You're looking at this wrong. Question titles should not be repeated in the question body. That's, at best, noise. It should be expanded in the question body.
The question title is supposed to be a very short, concise, version of the question you're about to ask. The question body should provide the context, all the necessary details (like code, error messages, description of the behavior you're seeing that's not what you expect), and then your actual problem you're not managing to solve yourself. It should also include what you've already attempted to fix your issue/resolve your problem. (Not necessarily in that order.)
If you find yourself writing a question on Stack Overflow that entirely fits in the title, chances are it's not a good question for Stack Overflow – the first revision of the post you link to is a pretty good example of that. It doesn't show any effort on your side, and looks like you've dumped that title into the Stack Overflow question page by mistake, when you were actually trying to hit a search engine to get leads.
You'll get better help (and less close votes) if you show that you've tried to help yourself before posting on any Stack Exchange site, and you make sure your question body all the following:
- What you're trying to achieve
- What you've tried so far
- How these things have failed
- Where exactly you're stuck at.
For questions that are more in the form of:
Can someone explain how this thing works?
You should make sure that you explain what part of that thing exactly you don't understand, whether it's the syntax, the algorithm, a specific function/keyword/whatever, interactions with another library/runtime/browser/...

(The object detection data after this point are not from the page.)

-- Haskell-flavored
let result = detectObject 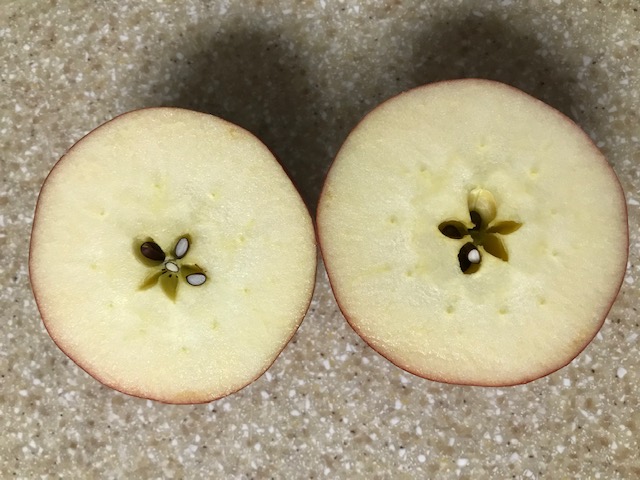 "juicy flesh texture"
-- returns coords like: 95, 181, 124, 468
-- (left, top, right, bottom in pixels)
318, 80, 628, 385
30, 109, 316, 403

As it was when you posted here, your question was lacking this. So it was hard to know how to answer. Are you looking for a theoretical treatment of noise generation? (That could require entire books.) Or it there something you're not getting the loop structure? The event handling? What these channels do/represent? How they're tied to your audio?
tl;dr: The title is a teaser. It should tell people casually browsing the site what your question is going to be about so they can quickly determine if they're interested or knowledgeable in that area and could help (or benefit from answers). The body should give all the necessary details so that someone can actually solve your problem.